Onun dışında bence kısa öykü adı altında yazdığınız bu metinde yaptığınız betimlemelerin uzunluğu fazlaydı. Bence gerek yoktu bu kadara. Bu kadar uzun cümlelerden, paragraflardan kaçının. Betimlemeyi seviyorum, yapmak istiyorum derseniz de tavsiyem; konuşmaların aralarına serpiştirin, katı bir paragraf halinde yazmayın.

Sonuç olarak bunlar çok kısa sürede düzeltilebilecek şeyler.

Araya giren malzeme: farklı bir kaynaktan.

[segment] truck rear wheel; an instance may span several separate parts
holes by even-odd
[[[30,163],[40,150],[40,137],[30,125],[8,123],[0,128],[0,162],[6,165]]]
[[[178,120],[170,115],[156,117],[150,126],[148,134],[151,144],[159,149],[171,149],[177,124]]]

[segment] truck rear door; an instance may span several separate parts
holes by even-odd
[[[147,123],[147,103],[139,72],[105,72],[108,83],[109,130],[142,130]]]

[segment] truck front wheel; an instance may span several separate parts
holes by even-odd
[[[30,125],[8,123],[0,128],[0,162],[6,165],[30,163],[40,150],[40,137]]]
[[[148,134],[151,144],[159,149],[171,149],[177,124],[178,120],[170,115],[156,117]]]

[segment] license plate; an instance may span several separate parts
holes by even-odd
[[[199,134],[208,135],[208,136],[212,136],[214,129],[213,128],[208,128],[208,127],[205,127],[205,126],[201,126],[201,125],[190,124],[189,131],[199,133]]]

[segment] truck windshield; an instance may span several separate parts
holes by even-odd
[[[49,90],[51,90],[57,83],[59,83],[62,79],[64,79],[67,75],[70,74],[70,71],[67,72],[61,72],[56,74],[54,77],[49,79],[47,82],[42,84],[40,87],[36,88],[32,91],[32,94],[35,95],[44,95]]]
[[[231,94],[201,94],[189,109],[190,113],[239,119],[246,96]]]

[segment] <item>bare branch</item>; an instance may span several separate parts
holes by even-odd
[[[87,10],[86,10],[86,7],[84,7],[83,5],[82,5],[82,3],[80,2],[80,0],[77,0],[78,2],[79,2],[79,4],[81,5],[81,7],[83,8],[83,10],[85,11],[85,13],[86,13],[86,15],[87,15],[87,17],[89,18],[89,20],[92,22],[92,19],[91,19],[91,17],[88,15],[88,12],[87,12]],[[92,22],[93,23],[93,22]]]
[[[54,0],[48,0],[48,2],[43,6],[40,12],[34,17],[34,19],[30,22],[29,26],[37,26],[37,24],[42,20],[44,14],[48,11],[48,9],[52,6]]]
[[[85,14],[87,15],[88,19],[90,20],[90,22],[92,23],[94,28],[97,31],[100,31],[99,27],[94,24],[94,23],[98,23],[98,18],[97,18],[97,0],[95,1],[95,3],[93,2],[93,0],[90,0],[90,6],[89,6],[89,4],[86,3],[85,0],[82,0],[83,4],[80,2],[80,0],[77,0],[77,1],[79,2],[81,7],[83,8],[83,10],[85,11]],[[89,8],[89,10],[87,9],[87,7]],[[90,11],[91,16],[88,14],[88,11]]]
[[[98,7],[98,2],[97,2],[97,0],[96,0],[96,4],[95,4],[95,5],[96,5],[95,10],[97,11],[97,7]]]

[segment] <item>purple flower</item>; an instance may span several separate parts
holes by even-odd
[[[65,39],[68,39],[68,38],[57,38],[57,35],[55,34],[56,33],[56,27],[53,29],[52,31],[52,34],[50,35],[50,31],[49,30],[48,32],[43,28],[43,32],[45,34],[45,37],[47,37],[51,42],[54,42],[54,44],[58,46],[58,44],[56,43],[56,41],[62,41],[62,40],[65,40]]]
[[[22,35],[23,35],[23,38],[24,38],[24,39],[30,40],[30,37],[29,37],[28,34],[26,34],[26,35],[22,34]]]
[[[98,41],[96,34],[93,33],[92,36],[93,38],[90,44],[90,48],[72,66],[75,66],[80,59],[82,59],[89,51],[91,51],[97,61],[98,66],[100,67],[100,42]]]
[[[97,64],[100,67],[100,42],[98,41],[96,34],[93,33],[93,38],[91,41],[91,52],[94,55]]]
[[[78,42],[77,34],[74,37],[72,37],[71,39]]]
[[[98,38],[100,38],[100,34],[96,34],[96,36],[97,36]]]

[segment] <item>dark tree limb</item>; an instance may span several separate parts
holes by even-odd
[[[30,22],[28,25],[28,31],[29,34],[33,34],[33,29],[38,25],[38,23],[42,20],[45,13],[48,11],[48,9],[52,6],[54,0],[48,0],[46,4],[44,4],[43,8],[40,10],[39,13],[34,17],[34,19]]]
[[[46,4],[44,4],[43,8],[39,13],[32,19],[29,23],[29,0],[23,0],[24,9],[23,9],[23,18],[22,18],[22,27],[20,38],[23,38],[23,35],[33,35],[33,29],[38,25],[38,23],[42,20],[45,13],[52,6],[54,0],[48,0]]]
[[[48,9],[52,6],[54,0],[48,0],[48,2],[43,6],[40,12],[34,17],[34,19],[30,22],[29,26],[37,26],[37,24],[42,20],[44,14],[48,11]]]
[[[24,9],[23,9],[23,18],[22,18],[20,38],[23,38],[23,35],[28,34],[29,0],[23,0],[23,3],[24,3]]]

Siz şu aşamada güzel bir fikir bulup onu akıcı bir metne dökebilmişsiniz. Önemli olan da zaten bu. Mutlaka başkalarının (ben de dahil) yaptığı eleştirileri kendi süzgecinizden geçirin, uygulamak isterseniz öyle uygulayın.

Elinize sağlık. Üretmeye devam. :fist:

@ulu.kasvet Merhaba, öncelikle öykümü okuduğunuz ve eleştirilerinizi paylaşma inceliğini gösterdiğiniz çok teşekkür ederim. Yanlış anlamak ne kelime, aksine çok mutlu bile oldum eleştrilerinize :slight_smile: Fikirlerinizin üzerinden sırayla geçersek.

Olayların Türkiye’de Türk karakterler arasında geçmesiyle ilgili olarak, aslında emin olun yerli eserler de okuyorum. Lakin iş böyle bilimkurgu, korku ya da doğaüstü öykülere geldiği zaman nedense Türk karakterlerle yan yana koyamıyorum kafamda.Dediğiniz gibi bu alanlardaki eserlerin genelde yabancı kaynaklı olmasından dolayı böyle bir algım oluşmuş olabilir. Gene de gelecek öykülerimde bu fikrinizi kesinlikle gözden geçireceğim.

Betimlemelere gelince, genelde kısa öykülerimde pek betimleme kullanmam aslında. Hatta eşim de bana hep kızar (öykülerimi önce o okur, kendisi de sıkı bir okuyucudur) “Senin karakterlerini kafamda canlandıramıyorum ben” diye. Hatta inanın bu kadar betimleme kullandığım da ilk öyküm buydu, o da size denk gelmiş :smiley: Zira ben de sizin gibi bu tarz öykülerde betimlemeleri kısa tutma taraftarıyımdır normalde. Bu öyküde Frank’in kompleksini ve Veronica’nın tarifsiz güzelliği vurgulayabilmek adına betimlemeleri uzatmıştım ama sanırım biraz ayarı kaçırmışım. Dikkat edeceğim bu konuya da.

Öykünün akıcılığını ve özellikle son cümleyi beğenmenize de çok sevindim (ki en vurucu olmasını istediğim kısım oydu), çok teşekkür ederim yorum ve eleştirileriniz için. İleri de aynı şekilde görüşlerinizi paylaşırsanız çok sevinirim.